2 森
戦争をしている。
どことどこがやっているのかは知らない。
-§-
黒焦げになった猟機を蹴爪でしっかりと踏んで森を進む。
土まみれの枝から、腐葉土が零れ落ちた。くすぶる煙が焦げ臭さをまき散らしている。
「ひでぇもんだ」
地雷があった。
先頭集団が踏み抜いて、空に巨大なキノコ型の炎が立ち上った。全滅しなかったのは、ひとえに縦列行進を命令した隊長の差配によるものだ。
その隊長は化学弾頭対策の熱交換システムとやらで、ひょいひょい元気に動いている。
「残骸が潰している場所に地雷はない! 足を滑らせて同じ轍を踏むなよ!」
ちろちろと燃える仲間の残骸を伝う。
装甲が発火すると言うのも面白い話だ。塗料が燃えているだけかもしれない。
焦げ臭さに鼻を鳴らしながら、のそのそ歩く装甲猟兵たちを数える。当初の六十四人はどこへやら。今や十七人しか残っていない。
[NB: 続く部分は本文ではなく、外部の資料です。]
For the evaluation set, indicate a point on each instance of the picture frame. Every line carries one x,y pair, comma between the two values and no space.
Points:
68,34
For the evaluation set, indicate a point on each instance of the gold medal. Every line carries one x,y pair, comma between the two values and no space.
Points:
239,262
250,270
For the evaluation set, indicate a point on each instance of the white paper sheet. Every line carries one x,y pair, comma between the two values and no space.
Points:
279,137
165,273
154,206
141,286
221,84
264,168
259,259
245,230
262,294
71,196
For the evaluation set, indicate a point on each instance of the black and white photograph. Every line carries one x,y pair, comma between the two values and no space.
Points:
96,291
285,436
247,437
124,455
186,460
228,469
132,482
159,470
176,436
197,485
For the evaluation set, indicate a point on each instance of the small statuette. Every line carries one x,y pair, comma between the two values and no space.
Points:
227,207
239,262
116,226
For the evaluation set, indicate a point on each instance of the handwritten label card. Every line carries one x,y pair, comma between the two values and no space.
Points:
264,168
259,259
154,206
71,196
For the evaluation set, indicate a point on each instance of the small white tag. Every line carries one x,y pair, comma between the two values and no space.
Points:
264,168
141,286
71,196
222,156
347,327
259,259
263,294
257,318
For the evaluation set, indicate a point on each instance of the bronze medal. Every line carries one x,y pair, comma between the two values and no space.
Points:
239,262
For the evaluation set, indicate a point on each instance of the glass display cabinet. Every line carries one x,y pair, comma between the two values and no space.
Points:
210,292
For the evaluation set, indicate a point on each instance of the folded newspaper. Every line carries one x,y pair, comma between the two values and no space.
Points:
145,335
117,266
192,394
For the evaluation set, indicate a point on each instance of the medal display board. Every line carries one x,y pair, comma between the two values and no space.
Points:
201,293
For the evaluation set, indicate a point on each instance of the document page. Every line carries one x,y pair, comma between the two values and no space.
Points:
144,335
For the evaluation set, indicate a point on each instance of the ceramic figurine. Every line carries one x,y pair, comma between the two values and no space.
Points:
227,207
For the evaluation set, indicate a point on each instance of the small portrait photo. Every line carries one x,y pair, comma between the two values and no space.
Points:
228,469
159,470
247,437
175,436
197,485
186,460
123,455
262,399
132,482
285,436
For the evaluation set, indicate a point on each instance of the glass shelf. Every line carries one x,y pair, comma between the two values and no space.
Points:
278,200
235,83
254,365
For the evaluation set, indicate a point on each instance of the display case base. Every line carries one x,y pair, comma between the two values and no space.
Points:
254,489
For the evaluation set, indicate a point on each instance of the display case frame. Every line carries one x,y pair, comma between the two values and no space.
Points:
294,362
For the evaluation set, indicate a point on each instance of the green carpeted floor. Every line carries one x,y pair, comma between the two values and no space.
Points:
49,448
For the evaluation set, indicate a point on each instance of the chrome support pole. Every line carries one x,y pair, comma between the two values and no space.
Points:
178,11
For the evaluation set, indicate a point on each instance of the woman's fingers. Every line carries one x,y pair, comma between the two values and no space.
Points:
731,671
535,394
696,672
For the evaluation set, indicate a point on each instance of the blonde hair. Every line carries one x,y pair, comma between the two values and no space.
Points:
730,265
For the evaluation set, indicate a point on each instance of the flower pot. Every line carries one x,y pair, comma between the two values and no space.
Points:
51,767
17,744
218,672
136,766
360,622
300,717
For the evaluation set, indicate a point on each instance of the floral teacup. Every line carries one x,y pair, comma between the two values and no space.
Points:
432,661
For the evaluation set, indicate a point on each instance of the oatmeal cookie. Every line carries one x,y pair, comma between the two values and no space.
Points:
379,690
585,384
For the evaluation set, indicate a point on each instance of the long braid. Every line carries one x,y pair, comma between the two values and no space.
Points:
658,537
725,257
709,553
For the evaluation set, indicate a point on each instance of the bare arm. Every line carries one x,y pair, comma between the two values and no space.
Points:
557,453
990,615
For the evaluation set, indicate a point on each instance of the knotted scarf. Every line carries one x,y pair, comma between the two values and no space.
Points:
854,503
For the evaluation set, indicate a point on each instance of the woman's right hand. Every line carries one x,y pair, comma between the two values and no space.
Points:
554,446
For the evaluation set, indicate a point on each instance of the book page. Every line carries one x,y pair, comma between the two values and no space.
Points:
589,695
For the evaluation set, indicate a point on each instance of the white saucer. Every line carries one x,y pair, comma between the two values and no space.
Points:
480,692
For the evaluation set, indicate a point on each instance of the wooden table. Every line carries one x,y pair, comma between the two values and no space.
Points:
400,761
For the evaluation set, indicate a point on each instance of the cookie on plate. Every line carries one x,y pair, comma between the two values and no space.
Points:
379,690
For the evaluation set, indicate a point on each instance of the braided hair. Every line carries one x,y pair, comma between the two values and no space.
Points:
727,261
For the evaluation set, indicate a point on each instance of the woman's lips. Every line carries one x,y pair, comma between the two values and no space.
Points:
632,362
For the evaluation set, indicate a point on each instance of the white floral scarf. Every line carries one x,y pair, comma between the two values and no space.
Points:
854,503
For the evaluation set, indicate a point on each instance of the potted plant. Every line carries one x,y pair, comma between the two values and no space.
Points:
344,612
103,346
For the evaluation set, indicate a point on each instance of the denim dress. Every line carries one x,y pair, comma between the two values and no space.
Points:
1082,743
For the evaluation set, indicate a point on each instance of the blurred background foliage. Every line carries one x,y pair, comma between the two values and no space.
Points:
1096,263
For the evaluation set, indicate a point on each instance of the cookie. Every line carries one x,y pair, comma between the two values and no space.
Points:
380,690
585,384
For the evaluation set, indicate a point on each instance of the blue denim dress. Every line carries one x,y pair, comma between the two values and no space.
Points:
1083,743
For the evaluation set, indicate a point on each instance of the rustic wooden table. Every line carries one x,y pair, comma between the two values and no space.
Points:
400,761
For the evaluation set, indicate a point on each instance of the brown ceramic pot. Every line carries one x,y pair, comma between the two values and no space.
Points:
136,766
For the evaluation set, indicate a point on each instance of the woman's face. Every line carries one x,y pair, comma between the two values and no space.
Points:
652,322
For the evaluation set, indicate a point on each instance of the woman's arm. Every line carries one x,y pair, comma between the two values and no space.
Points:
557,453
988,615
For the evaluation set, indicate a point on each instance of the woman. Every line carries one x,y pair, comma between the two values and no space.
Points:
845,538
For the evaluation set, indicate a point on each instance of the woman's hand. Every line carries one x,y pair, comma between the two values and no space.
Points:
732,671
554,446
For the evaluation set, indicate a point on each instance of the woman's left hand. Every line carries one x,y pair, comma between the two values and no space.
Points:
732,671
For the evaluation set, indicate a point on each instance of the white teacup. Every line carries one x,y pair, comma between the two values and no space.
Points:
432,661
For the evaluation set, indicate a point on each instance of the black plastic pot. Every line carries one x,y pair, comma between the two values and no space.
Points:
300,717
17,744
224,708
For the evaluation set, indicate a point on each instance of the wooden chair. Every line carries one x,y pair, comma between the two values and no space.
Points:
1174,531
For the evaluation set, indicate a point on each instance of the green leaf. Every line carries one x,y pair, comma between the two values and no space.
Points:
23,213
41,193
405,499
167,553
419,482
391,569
これで破壊工作なんてできるのか疑問だ。それぞれ猟機の腹に抱える高性能爆弾には、お目当ての施設を吹っ飛ばすほどの破壊力があるのだろうか。
まあ、作戦内容を考えるのは偉いやつの役目だ。俺じゃない。仕事のことだけ考えよう。
「なァ隊長。マリファナとか大麻とか持ってねぇ?」
「禁止条項だ、伍長」
「聞いただけだろ。吸うなんて言ってねぇよ」
あれば吸うが。
嘆かわしいことに、俺はまだ麻薬を吸ったことがない。戦争兵士といえば麻薬だ。両者が切っても切れない関係なのは、映画文芸人類史、あらゆる文明が証明している。
文明人を自認する俺は、ゆえに当然のこととして戦争兵士の作法を守ろうと機会を窺っているのだ。
「貴官は軍人ではない。会社員だ、伍長」
「そうなのか。知らなかった」
なんの会社なのだろう。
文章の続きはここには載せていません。